Standing Waves in Generators

[i_ron]

Sounds funny, forgive me but english is not my native language.
What would the expression "there's an awful lot of cat in that attempt" exactly indicate?

To me it could also be a reference to the Ivor Catt anomaly

http://www.ivorcatt.com/28anom.htm

Ron

[Cap-Z-ro]

Well, thats certainly a read and a half...thanks for posting that up i_ron.

Regards...

[plengo]

Excellent conversation fellas !

[gyulasun]

....
In fig 2 in the pic what I get is that both caps grow in voltage fairly fast, after about 30 seconds of run both caps are at 30 to 40 volts not just one, and they seem to get there faster than in what I am assuming is the conventional way of hooking them up.

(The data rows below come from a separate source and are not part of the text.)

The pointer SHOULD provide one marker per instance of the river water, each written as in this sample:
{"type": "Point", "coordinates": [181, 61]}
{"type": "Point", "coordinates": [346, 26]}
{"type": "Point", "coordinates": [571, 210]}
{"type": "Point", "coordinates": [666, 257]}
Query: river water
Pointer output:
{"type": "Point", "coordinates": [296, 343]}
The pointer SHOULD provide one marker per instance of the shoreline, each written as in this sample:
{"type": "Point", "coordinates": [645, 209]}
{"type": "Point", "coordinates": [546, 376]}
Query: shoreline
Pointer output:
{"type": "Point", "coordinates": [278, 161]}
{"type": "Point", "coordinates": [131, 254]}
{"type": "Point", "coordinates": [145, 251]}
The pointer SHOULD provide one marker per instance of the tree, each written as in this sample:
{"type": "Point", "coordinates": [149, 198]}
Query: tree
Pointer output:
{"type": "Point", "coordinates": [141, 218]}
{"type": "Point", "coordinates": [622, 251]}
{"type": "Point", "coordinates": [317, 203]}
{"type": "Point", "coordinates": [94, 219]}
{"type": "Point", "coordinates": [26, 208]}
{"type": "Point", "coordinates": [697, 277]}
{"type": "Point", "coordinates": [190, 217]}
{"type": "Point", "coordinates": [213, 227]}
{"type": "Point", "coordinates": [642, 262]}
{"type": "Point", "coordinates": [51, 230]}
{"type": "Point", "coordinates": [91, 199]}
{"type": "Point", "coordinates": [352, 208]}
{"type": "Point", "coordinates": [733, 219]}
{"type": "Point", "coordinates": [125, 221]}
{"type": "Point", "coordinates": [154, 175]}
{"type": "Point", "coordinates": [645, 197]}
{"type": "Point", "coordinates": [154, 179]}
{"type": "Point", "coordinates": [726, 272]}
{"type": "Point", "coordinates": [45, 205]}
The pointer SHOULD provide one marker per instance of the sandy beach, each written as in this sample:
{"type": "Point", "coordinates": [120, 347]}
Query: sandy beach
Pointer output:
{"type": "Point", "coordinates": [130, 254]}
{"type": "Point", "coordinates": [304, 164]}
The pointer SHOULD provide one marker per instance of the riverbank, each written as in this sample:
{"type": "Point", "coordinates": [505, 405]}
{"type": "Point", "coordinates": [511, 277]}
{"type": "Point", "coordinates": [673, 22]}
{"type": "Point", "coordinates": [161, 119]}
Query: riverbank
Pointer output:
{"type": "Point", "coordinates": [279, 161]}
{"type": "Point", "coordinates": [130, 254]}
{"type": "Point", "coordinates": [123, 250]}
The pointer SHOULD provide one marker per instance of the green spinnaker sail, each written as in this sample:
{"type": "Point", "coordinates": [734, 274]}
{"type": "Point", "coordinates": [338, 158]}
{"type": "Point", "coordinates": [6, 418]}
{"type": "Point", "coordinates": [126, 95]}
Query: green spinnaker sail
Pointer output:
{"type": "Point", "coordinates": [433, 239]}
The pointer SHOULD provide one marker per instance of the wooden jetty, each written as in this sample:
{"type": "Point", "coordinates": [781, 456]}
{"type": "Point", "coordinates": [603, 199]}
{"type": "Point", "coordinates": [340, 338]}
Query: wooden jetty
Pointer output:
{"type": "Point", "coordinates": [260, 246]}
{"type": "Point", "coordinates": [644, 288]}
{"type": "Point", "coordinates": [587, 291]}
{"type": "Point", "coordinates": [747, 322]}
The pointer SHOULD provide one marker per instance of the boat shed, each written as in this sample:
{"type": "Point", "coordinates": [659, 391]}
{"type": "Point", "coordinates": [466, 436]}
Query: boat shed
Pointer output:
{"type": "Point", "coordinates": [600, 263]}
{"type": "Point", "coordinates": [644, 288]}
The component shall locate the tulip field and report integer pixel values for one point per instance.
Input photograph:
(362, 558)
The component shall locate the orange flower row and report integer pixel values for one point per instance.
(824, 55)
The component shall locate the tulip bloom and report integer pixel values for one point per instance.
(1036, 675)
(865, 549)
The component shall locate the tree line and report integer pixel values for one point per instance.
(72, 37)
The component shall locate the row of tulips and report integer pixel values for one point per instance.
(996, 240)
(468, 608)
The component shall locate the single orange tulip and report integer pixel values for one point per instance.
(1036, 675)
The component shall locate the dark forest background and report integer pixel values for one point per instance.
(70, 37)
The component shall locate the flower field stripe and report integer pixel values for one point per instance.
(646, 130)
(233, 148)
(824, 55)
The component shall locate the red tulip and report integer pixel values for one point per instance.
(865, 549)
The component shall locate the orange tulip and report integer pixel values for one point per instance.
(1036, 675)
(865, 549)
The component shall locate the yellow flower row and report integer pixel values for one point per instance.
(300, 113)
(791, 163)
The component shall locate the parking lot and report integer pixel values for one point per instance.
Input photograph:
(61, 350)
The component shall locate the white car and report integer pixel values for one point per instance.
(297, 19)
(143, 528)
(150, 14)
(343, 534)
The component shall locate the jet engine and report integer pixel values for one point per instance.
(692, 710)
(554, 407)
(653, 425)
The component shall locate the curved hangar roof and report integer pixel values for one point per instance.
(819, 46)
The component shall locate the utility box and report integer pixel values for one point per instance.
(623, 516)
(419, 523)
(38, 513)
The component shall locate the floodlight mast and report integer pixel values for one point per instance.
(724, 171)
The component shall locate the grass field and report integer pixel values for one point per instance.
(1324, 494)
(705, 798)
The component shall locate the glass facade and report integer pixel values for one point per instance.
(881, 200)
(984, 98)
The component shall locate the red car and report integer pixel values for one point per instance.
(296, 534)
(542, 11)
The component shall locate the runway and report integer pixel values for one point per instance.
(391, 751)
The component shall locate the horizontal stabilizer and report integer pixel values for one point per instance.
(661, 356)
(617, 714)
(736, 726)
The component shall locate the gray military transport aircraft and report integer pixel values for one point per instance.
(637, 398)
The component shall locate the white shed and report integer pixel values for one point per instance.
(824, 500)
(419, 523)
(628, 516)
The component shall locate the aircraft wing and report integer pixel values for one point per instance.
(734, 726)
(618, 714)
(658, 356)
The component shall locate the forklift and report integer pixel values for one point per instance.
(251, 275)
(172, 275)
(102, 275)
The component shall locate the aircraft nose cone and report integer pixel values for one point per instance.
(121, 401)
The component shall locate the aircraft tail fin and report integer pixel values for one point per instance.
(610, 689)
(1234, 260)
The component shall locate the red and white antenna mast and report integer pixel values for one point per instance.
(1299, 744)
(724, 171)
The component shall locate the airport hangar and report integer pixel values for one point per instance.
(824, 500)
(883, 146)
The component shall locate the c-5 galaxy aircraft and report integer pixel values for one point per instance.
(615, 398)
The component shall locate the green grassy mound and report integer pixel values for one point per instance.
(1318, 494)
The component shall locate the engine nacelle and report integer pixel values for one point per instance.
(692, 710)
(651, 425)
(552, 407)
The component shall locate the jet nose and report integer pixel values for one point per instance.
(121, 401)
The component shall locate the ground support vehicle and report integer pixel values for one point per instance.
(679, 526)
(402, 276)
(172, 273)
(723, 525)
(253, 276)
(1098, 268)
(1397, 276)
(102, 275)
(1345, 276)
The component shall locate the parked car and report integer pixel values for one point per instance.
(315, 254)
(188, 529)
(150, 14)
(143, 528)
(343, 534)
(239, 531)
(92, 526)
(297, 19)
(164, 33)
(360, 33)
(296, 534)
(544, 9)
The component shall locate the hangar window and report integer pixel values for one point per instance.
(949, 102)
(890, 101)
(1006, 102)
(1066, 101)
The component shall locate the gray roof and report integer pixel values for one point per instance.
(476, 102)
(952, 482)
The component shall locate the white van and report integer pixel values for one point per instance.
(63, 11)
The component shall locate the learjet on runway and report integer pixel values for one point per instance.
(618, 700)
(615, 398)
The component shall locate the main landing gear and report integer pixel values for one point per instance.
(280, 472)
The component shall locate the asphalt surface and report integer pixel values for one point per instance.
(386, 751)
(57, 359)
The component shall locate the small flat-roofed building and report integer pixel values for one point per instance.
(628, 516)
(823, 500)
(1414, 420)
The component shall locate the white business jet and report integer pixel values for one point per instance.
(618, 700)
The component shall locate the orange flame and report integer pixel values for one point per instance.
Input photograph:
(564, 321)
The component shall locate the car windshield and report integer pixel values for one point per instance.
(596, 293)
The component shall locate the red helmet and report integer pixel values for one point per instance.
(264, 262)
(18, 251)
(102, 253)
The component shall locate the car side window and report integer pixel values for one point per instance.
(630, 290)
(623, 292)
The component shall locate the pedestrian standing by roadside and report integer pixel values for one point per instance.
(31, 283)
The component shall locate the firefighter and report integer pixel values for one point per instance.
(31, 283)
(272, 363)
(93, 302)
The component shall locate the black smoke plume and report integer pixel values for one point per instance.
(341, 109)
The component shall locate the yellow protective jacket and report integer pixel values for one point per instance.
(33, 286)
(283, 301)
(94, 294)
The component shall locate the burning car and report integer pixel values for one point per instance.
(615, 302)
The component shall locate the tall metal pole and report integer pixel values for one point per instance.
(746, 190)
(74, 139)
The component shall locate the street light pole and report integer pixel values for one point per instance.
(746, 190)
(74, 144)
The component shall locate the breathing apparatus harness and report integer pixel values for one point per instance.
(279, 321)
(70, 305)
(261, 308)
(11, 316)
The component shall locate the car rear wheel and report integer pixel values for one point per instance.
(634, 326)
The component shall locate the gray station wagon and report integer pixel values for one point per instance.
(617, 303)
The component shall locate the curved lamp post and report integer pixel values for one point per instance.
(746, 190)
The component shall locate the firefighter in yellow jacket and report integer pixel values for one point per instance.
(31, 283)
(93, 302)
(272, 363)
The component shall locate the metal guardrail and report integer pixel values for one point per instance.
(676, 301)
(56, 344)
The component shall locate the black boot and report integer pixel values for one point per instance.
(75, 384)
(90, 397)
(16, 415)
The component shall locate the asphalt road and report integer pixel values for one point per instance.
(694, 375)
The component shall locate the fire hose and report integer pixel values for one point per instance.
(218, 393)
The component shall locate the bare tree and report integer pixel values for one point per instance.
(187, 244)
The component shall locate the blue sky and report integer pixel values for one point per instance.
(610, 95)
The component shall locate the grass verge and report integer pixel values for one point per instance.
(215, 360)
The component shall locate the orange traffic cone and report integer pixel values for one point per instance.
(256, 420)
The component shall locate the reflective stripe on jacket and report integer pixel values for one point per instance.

The caps are rated at 14000mfd 30V, so I take 30 seconds of 12V 0.1A and charge both caps to 35V so that is about 7 joules or roughly 14 watt seconds of power so it is nothing overly interesting except that I am having a hard time figuring out WHY both caps charge up so much and that is without the common rail being used, or even if I use the common rail and install a cap.

Hi webby1,

In Fig 2, when you close then open the switch, the big voltage spike from the collapsing magnetic field would charge up BOTH capacitors via the right hand side diode because the two caps are in series from the spike current point of view.  When you open the switch the voltage spike has a polarity between the coil ends as follows: the coil end connected directly to the switch will be positive with respect to the other coil end (this latter is also the battery positive)  and current can flow via the right hand side diode and via the two caps and towards battery negative, to close the circuit for the voltage spike.  And in case part labeled A is still connected AND has a certain impedance or resistance, then the spike current can of course flow via part A towards the other coil end (which is connected to battery positive).  The higher the inner impedance or resistance of part A, the more energy can charge up the capacitors, in case part A is a dead short, then the left hand side cap is charged up to the battery voltage (from the battery because it is wired in parallel in that case) and the higher the inner resistance or impedance of part A, the more energy remains for charging the series caps.  In this latter case the battery also receives a certain (remaining) energy from the spike because it is included in the voltage spike closed circuit.

Hope this helps?

Gyula

[gyulasun]

Hi,

A correction to your sentence: "...in fact the cap becomes a 14000mfd 60V cap,"

I would say: the cap becomes a 7000mfd 60V cap  (because two 14000mfd in series gives 7000mfd).  Agree?

And this explains why the charge up time quicker versus the case in your Fig 1.

Gyula